Use 95% long caption>90% long caption>80% long caption.

Therefore, the synthetic long caption is very helpful to the final result of the model. However, if 95% synthetic long caption is used, it will also be overfitted to the long caption. If the conventional short caption is used, the effect will be much worse. In order to solve this problem, openai uses GPT4 to upsample user captions, which are short captions input by users. After entering GPT4, they become long captions. After optimization, the effect is indeed better.

2.dalle3

For the implementation of dalle3, 1.dalle3 uses 95% synthetic long caption and 5% original caption mixed training, which is one of the keys. 2.dalle3 should be a larger version of T5xxl + vae encoder + diffusion latent + lcm decoder model. The currently generated image resolution is 1024×1024 or above, which should be similar to sdxl. It adopts a progressive training strategy, 256->512->1024, and uses a multi-scale training strategy to enable the model to output images of various aspect ratios, lcm The decoder is currently open source.

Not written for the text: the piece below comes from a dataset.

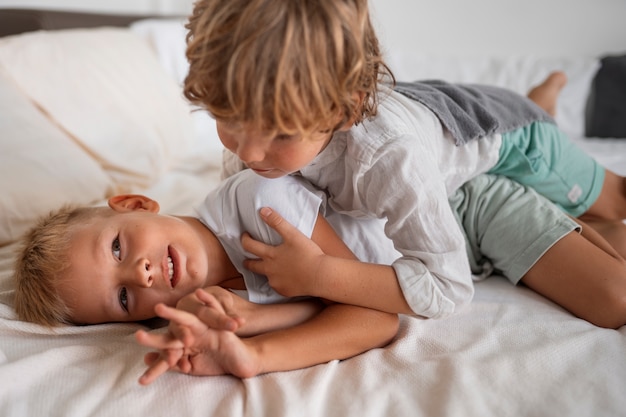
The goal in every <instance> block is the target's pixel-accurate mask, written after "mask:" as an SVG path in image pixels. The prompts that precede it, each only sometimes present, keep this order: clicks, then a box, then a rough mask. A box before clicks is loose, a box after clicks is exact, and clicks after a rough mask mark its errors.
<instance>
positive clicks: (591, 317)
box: [582, 285, 626, 329]
mask: <svg viewBox="0 0 626 417" xmlns="http://www.w3.org/2000/svg"><path fill="white" fill-rule="evenodd" d="M582 318H584V319H585V320H587V321H589V322H591V323H592V324H595V325H596V326H599V327H604V328H607V329H618V328H620V327H622V326H623V325H624V324H626V285H625V286H622V288H619V289H615V288H613V289H612V290H610V291H607V292H606V293H605V294H604V296H603V297H602V301H601V302H600V303H599V304H597V305H596V308H594V309H592V311H590V312H589V317H582Z"/></svg>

It mainly improves the details of images, especially text and faces, in order to solve the image distortion caused by VAE. Mainly to replace vae decoder, which can be used together with sd’s vae encoder.

import torch
from diffusers import StableDiffusionPipeline
from consistencydecoder import ConsistencyDecoder, save_image, load_image

# encode with stable diffusion vae
pipe = StableDiffusionPipeline.from_pretrained(
    "runwayml/stable-diffusion-v1-5", torch_dtype=torch.float16, device="cuda:0"
)
pipe.vae.cuda()
decoder_consistency = ConsistencyDecoder(device="cuda:0") # Model size: 2.49 GB

image = load_image("assets/gt1.png", size=(256, 256), center_crop=True)
latent = pipe.vae.encode(image.half().cuda()).latent_dist.mean

# decode with gan
sample_gan = pipe.vae.decode(latent).sample.detach()
save_image(sample_gan, "gan.png")

# decode with vae
sample_consistency = decoder_consistency(latent)
save_image(sample_consistency, "con.png")

3. Evaluation

Evaluation is still worth learning from. From the previous sd_eval, how to evaluate image generation has always been a point worth studying. The evaluation scores of dalle3 are divided into automatic evaluation and manual evaluation.

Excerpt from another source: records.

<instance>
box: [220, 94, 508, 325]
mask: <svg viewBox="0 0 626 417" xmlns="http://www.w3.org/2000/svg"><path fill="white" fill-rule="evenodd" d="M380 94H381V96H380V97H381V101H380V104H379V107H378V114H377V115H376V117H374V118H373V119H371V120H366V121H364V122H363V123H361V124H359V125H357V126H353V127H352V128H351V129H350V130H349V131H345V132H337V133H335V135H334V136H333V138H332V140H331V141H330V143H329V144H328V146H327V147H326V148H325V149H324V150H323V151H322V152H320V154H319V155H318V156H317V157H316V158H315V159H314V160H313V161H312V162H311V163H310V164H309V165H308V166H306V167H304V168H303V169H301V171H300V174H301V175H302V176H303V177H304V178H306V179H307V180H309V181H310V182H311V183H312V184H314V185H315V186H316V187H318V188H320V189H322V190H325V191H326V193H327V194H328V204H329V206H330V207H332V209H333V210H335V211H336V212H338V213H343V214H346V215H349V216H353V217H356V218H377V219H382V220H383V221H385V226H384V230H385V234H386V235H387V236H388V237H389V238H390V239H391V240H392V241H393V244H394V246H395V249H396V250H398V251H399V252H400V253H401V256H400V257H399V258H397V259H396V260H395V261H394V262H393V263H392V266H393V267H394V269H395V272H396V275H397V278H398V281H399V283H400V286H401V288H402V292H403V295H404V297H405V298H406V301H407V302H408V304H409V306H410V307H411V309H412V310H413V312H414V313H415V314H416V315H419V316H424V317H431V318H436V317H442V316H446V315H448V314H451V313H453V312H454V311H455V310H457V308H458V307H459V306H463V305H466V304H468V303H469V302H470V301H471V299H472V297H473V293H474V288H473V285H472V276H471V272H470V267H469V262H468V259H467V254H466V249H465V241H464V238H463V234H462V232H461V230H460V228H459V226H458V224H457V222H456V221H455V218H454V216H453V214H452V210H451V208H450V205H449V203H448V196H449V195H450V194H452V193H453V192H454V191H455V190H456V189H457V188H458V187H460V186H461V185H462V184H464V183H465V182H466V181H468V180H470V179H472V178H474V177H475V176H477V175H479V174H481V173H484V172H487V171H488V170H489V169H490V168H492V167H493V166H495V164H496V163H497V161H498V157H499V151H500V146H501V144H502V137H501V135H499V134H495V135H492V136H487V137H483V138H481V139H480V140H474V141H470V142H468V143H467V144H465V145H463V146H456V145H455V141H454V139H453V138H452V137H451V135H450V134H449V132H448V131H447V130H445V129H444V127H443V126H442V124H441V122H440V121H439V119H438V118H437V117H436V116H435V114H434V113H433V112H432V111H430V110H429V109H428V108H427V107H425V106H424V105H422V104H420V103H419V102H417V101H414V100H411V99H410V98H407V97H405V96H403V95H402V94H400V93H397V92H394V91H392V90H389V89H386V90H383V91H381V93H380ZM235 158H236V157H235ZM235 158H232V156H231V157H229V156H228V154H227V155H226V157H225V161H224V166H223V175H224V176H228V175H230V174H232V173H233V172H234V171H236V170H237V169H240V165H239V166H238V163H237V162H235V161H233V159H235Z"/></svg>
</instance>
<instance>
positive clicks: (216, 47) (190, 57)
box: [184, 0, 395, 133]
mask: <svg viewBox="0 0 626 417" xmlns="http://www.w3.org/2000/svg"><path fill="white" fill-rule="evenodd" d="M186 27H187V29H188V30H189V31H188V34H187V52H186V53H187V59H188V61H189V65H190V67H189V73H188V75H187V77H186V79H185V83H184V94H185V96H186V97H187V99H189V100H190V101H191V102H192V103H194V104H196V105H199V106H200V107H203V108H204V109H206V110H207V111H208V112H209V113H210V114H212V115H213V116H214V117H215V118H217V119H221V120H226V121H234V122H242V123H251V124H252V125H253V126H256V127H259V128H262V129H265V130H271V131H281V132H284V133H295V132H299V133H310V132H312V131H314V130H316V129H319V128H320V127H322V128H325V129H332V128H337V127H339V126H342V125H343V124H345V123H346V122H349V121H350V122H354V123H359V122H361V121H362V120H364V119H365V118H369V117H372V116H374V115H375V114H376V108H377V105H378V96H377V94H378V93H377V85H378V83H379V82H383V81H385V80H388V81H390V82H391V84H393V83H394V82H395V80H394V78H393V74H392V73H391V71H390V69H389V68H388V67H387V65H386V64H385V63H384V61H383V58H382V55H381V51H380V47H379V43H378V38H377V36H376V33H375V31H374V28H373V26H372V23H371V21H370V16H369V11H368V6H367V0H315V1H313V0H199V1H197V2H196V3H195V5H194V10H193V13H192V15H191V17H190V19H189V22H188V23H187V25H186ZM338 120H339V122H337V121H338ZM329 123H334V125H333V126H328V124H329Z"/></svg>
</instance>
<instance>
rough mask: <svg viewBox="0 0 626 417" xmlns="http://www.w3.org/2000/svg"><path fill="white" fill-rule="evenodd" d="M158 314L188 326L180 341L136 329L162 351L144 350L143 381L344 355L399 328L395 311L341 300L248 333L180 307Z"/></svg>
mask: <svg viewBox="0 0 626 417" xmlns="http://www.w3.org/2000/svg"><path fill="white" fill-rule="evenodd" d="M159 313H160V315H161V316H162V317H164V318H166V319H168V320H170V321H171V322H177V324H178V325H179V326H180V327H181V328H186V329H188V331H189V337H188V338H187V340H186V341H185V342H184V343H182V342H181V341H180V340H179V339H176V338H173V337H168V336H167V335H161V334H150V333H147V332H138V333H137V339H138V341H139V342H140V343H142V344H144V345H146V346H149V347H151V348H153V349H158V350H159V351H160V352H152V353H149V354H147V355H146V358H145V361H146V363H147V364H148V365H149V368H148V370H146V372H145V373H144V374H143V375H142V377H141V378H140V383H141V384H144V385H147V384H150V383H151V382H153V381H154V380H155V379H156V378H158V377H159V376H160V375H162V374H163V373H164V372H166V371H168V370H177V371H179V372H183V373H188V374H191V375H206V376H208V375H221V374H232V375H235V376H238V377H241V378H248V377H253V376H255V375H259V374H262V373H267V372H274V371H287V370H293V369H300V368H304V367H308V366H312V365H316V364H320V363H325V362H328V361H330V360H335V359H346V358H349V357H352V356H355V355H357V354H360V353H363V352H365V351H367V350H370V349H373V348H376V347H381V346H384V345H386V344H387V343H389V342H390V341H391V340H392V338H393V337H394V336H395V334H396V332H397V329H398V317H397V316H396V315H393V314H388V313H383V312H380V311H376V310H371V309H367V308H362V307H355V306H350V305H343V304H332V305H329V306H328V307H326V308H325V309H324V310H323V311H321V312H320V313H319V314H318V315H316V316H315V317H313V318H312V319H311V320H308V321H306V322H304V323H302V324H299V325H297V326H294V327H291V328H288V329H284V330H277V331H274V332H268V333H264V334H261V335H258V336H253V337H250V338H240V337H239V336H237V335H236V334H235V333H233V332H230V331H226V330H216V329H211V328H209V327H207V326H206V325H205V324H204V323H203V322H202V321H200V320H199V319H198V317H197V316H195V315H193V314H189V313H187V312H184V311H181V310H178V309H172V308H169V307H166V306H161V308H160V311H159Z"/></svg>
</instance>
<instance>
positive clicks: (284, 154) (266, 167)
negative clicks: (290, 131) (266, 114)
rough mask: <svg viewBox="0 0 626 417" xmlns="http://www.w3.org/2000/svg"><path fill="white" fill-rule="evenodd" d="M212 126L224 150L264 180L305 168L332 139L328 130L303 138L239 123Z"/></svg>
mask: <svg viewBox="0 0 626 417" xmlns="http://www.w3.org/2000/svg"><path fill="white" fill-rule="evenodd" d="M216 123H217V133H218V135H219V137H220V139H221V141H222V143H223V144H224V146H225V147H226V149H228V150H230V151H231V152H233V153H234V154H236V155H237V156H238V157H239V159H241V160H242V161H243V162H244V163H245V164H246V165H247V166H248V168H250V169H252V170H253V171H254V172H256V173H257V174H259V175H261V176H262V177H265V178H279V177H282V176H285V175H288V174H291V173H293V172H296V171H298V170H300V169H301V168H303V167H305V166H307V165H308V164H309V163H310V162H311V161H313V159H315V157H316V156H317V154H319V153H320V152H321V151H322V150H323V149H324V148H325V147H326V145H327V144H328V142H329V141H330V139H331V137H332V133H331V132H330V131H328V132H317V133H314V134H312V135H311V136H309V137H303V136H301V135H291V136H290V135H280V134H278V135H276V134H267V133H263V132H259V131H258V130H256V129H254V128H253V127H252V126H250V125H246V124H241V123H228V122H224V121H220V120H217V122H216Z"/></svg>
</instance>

There are 3 indicators for automatic evaluation, 1. CLIP score, the evaluation data set is 4096 captions selected from COCO2014, 2. Using GPT4V, the evaluation data set is DrawBench proposed in imagen, including a total of 200 different types of prompts. , send the generated image and corresponding text to GPT4V, and let the model determine whether the image and text are consistent. If they are consistent, they are correct. 3. Use T2I-CompBench, including 6000 combination types of text prompts, and choose color binding/shape binding/texture binding evaluation, and pass the BLIP-VQA model score. All three aspects are difficult, and sdxl cannot handle it.

These three indicators may not reflect many image quality issues. Intuitively, the images generated by xl are better than those of dalle2.

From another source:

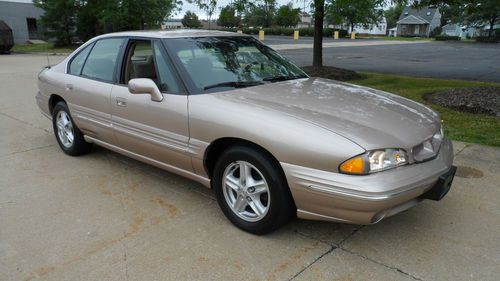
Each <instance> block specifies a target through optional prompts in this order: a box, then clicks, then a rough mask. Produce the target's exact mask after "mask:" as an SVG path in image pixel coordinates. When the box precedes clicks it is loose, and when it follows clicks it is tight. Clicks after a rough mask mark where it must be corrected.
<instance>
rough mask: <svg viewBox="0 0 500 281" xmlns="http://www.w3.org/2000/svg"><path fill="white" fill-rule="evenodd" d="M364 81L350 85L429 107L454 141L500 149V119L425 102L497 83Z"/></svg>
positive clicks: (423, 81) (368, 75)
mask: <svg viewBox="0 0 500 281" xmlns="http://www.w3.org/2000/svg"><path fill="white" fill-rule="evenodd" d="M363 74H365V75H366V76H367V79H365V80H355V81H351V83H353V84H358V85H363V86H367V87H371V88H375V89H380V90H383V91H387V92H390V93H394V94H398V95H401V96H403V97H406V98H409V99H412V100H414V101H417V102H420V103H423V104H425V105H427V106H430V107H431V108H433V109H434V110H436V111H437V112H439V113H440V114H441V118H442V119H443V120H444V129H445V135H446V136H447V137H449V138H451V139H453V140H457V141H464V142H471V143H479V144H484V145H491V146H500V118H495V117H491V116H487V115H479V114H469V113H462V112H459V111H456V110H452V109H448V108H445V107H442V106H439V105H435V104H431V103H429V102H427V101H425V100H424V99H423V98H422V96H423V95H424V94H426V93H430V92H435V91H440V90H445V89H450V88H459V87H481V86H483V87H484V86H496V87H500V84H497V83H482V82H468V81H459V80H441V79H430V78H415V77H408V76H397V75H387V74H375V73H363Z"/></svg>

The second part is manual evaluation: 1. Given two pictures, determine which one is more consistent with the text, 2. Style, without giving text, determine which of the two pictures you like more, 3. Coherence, choose from the two pictures to include More images of real objects.

4. Question

1. Spatial positional relationship; 2. Text generation ability; 3. In the synthesized caption, the important details in the image will be imagined, and the wrong type of plant may be drawn.